The central government too seems to have honed down on tamping the seasonal burning of crop residue as the approach to follow. But it remains to be seen if the mechanism of carrot and sticks, as designed by the government, finds adopters in Punjab.
Even so, in the absence of directed measures to reduce traffic congestion, reducing exposure to construction dust, rampant garbage burning, and towards building pollution awareness, the overall exposure to pollution will not reduce by much.
Delhi and northern India, meanwhile, continue to reel. Data with the authors from the All India Organisation of Chemists and Druggists, that tracks pan-India private medicine sales, indicate that Delhi alone was consuming a non-trivial 41 per cent of anti-asthmatic medicines being sold among the three metropolitan cities (Mumbai and Kolkata included) between 2007 and 2013.
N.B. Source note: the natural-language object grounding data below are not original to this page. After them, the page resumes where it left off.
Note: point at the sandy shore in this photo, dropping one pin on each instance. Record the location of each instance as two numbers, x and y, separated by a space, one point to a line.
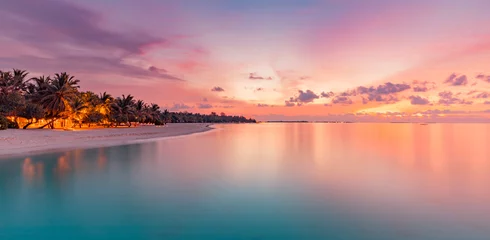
14 142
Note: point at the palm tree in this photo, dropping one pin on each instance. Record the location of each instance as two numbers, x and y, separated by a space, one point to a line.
13 82
123 109
154 112
57 95
166 116
141 111
78 113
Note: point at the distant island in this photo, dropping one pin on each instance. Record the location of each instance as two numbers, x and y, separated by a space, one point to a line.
56 102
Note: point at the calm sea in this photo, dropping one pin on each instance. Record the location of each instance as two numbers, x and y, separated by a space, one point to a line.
264 181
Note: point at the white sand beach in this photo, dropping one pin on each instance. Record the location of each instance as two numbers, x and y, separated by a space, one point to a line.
17 142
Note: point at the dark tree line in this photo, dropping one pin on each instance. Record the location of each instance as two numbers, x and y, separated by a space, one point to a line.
29 101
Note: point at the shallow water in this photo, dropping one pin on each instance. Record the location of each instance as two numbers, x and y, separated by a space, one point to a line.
263 181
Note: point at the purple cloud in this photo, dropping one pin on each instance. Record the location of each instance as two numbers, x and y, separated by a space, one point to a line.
71 38
417 100
51 22
482 95
179 106
448 98
264 105
156 70
255 76
289 104
456 80
342 100
307 96
204 106
327 94
483 77
217 89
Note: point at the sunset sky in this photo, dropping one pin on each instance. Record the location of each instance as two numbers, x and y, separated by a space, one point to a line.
378 60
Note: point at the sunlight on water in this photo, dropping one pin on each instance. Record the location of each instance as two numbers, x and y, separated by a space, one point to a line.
264 181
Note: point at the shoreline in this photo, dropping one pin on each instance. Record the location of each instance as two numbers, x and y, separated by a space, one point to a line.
28 142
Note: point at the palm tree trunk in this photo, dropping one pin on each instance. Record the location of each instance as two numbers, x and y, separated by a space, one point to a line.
49 123
27 125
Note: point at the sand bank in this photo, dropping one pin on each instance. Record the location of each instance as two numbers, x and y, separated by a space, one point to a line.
16 142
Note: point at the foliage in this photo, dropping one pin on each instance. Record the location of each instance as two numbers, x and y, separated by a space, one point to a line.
3 123
58 97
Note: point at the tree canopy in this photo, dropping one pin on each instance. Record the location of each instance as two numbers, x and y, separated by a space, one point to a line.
59 98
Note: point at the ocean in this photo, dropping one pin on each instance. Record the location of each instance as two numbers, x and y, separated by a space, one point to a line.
294 181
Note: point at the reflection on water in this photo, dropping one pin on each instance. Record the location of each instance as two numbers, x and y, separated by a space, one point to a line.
264 181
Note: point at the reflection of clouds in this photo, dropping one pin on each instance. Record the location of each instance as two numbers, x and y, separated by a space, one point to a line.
101 160
32 171
62 165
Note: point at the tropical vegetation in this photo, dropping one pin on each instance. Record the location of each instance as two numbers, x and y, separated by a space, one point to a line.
47 101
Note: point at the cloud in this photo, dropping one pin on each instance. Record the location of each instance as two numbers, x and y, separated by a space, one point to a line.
83 64
265 105
482 95
156 70
204 106
448 98
327 94
67 36
50 23
307 96
483 77
417 100
383 93
289 104
342 100
422 86
456 80
179 106
255 76
217 89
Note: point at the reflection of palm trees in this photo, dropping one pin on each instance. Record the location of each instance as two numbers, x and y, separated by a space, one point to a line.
32 171
77 111
123 108
56 97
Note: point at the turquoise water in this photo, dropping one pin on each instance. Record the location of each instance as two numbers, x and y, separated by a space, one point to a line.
264 181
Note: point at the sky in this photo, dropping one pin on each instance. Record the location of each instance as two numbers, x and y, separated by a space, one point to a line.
315 60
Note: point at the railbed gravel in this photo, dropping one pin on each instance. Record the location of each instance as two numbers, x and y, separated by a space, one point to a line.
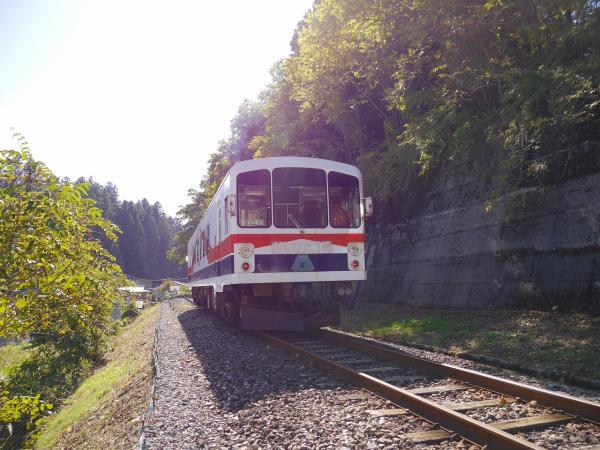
441 357
218 387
During this period, average monthly sales of such medicines was about Rs 159 million in Delhi and this number spiked in December and January to over Rs 200 million on an average.
Maybe the consumer of air pollution, citizens of India and the market now needs to find answers to tax or price out air pollution. Nordhaus would have nodded in agreement. In addition, he would have also advocated for complementary government support.
Chirantan Chatterjee is a faculty member in business policy and economics at IIM Ahmedabad and Anirban Gongopadhyay is the CEO of Jorro Networks, a Gurgaon- based firm, which engages in areas of market or institutional failure, including air pollution.